EECS technical reports

Conditions of Use

Archive Home Page

Parallel Layout Engines: Synthesis and Optimization of Tree Traversals

Meyerovich, Leo
Technical Report Identifier: EECS-2013-242

Abstract: Mobile web browsers and data visualization tools require a performance boost. Parallelization poses an opportunity because commodity computers feature fast and energy-efficient multicore, subword-SIMD, and GPU hardware. However, layout engines in both browsers and visualizations have resisted parallelization thus far. This thesis introduces techniques for parallel computing over trees and applies them to generating layout engines. Our solution is twofold. First, we show how to specify layout languages in the attribute grammar model of constraints over trees. Second, we address outstanding challenges in parallelizing attribute grammars and computations over trees. Our resulting attribute grammar compiler generates layout engines for various layout languages and parallel hardware.

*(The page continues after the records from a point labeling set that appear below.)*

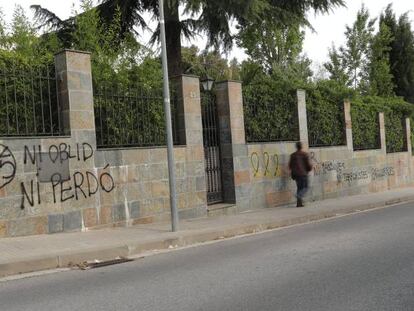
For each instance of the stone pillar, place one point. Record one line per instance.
(190, 131)
(75, 93)
(235, 164)
(408, 135)
(188, 105)
(348, 125)
(303, 118)
(382, 132)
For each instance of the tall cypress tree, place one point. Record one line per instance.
(401, 53)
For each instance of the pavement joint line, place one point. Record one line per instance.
(135, 250)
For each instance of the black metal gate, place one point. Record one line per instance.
(212, 155)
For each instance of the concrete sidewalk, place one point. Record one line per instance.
(35, 253)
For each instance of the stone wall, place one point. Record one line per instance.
(61, 184)
(338, 171)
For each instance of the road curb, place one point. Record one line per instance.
(134, 249)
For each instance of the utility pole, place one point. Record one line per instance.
(167, 110)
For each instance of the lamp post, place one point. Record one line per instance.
(207, 83)
(167, 109)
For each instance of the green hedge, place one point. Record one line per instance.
(270, 111)
(365, 126)
(365, 123)
(325, 113)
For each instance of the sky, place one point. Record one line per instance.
(328, 29)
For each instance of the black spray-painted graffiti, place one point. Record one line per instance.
(267, 163)
(327, 166)
(79, 185)
(7, 166)
(349, 177)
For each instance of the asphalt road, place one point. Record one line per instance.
(359, 262)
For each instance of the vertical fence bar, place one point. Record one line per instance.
(58, 103)
(7, 103)
(24, 102)
(41, 101)
(33, 102)
(49, 100)
(15, 101)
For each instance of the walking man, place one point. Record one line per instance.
(300, 166)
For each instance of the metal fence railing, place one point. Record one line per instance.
(29, 102)
(270, 117)
(131, 117)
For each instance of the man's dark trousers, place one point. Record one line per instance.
(302, 188)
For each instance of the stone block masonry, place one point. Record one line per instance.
(64, 184)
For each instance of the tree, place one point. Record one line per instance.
(381, 78)
(211, 17)
(350, 64)
(336, 67)
(401, 54)
(357, 49)
(272, 43)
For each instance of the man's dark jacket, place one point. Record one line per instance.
(299, 164)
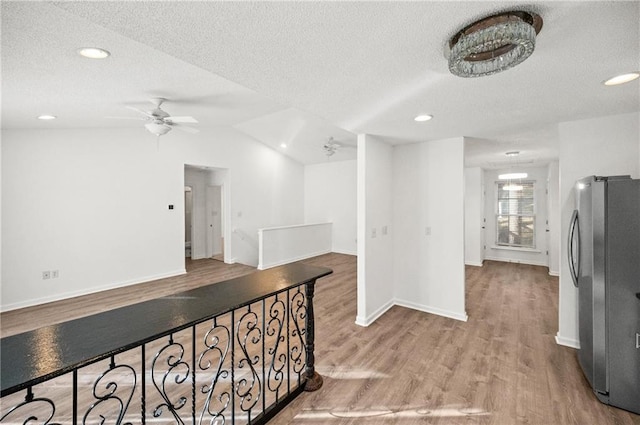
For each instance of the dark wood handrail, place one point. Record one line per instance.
(42, 354)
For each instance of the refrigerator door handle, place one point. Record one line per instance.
(574, 235)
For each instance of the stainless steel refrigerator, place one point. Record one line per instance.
(604, 262)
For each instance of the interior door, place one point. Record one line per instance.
(214, 220)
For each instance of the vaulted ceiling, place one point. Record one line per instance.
(301, 72)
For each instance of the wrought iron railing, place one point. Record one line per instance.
(234, 352)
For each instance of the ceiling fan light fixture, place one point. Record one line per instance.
(512, 176)
(93, 53)
(423, 118)
(157, 128)
(494, 44)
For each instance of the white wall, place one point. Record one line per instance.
(599, 146)
(537, 256)
(553, 208)
(473, 216)
(330, 195)
(375, 248)
(428, 200)
(93, 204)
(286, 244)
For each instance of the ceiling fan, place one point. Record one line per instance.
(331, 146)
(160, 122)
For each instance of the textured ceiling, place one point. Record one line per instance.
(311, 70)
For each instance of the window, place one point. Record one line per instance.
(515, 214)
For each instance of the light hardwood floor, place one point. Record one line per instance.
(502, 366)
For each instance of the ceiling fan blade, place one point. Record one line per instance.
(145, 113)
(189, 120)
(185, 128)
(127, 118)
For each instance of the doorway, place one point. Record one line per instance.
(215, 222)
(207, 219)
(188, 220)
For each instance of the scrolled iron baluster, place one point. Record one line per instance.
(109, 397)
(249, 392)
(218, 349)
(174, 363)
(299, 315)
(27, 407)
(277, 316)
(314, 380)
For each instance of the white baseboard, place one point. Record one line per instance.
(73, 294)
(518, 261)
(346, 252)
(567, 342)
(433, 310)
(366, 321)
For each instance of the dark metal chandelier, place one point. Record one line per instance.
(494, 44)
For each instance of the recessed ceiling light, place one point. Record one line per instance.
(422, 118)
(93, 53)
(510, 176)
(621, 79)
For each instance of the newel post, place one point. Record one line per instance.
(314, 380)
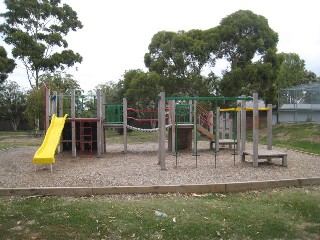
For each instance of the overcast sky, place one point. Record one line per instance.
(116, 34)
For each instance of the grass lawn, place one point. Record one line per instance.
(273, 214)
(298, 136)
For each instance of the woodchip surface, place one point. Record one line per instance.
(139, 167)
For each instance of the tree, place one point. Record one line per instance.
(243, 36)
(62, 83)
(36, 30)
(292, 71)
(13, 103)
(7, 65)
(141, 88)
(112, 91)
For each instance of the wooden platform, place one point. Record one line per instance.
(268, 154)
(225, 142)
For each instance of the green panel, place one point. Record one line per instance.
(114, 114)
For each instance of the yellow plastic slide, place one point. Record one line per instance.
(45, 154)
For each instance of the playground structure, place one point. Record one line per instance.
(87, 134)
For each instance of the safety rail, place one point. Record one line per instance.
(204, 117)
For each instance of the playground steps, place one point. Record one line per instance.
(205, 132)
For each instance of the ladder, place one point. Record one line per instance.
(86, 139)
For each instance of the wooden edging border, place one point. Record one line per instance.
(162, 189)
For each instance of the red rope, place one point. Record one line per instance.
(144, 119)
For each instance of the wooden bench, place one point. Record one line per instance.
(267, 154)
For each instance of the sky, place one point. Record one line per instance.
(116, 33)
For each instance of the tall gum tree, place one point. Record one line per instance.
(36, 30)
(7, 65)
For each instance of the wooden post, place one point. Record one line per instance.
(99, 122)
(231, 122)
(162, 131)
(217, 135)
(255, 129)
(60, 109)
(73, 123)
(47, 110)
(223, 123)
(103, 143)
(194, 150)
(159, 133)
(269, 126)
(173, 128)
(54, 101)
(243, 127)
(125, 123)
(211, 129)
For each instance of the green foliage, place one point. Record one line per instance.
(35, 107)
(141, 88)
(62, 83)
(292, 71)
(36, 31)
(7, 65)
(12, 103)
(273, 214)
(245, 37)
(112, 91)
(179, 58)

We provide several individual contributions: * We specify the functional and parallel behavior of common layout language primitives. * We present a language for scheduling parallel tree traversals and a static verifier for ensuring a schedule will solve the attributes of an arbitrary layout in a safe order. * We introduce a parallel programming model where programmers may partially specify the parallel schedule and call an optimizing synthesizer to complete the schedule. * We design a scheduling algorithm that is fast and modular over scheduling constructs. * We optimize tree traversals for SIMD hardware by automatically staging dynamic memory allocation and clustering diverging tasks. * We optimize parallel tree traversals for MIMD architectures through a load-balancing heuristic that approximates work stealing. To evaluate our approach, we present two case studies. First, we generated the first parallel webpage layout engine that can for the most part render complex sites such as Wikipedia. Second, we generated interactive data visualizations that support up to 1,000,000 data points in real-time. Both case studies have been further validated industrially.